# Finding a convergent subsequence does the sequence need to be bounded

## Homework Statement

2.11. Determine (explicitly) a convergent subsequence of the sequence in R2 given for n =
1; 2; : : : by
xn =(e$^{n}$sin(n$\pi$/7),((4n+3/3n+4)cos(n$\pi$/3))

I know that the Bolzano-weierstrass theorem says that every bounded sequence has a convergent subsequence. I thought I should first check that the xn is bounded by checking each individual co-ordinate. however isn't x$_{n,1}$ not bounded? Therefore surely x$_{n}$ cannot have a convergent subsequence? as doesn't it just go to infinity? Help needed urgently!!

Thanks

Dick
Homework Helper

## Homework Statement

2.11. Determine (explicitly) a convergent subsequence of the sequence in R2 given for n =
1; 2; : : : by
xn =(e$^{n}$sin(n$\pi$/7),((4n+3/3n+4)cos(n$\pi$/3))

I know that the Bolzano-weierstrass theorem says that every bounded sequence has a convergent subsequence. I thought I should first check that the xn is bounded by checking each individual co-ordinate. however isn't x$_{n,1}$ not bounded? Therefore surely x$_{n}$ cannot have a convergent subsequence? as doesn't it just go to infinity? Help needed urgently!!

Thanks

Being unbounded doesn't necessarily mean a sequence has no convergent sequences. Think about the x and y coordinates separately. Can you find a convergent sequence of the x coordinate.

1 person
I know that the Bolzano-weierstrass theorem says that every bounded sequence has a convergent subsequence.

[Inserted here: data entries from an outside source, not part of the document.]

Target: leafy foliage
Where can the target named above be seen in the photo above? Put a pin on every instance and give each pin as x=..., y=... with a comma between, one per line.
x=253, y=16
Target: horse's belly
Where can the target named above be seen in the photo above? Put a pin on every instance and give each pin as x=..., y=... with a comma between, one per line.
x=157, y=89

I thought I should first check that the xn is bounded by checking each individual co-ordinate. however isn't x$_{n,1}$ not bounded? Therefore surely x$_{n}$ cannot have a convergent subsequence?

The B-W theorem doesn't say that if a sequence has a convergent subsequence it is bounded. Look at the first component. We know a priori that ##e^n## is headed for ##\infty##. So the only hope for a convergent subsequence on that component is to pick values of n where the sin pulls things down. What do you know about sin(n##\pi##)?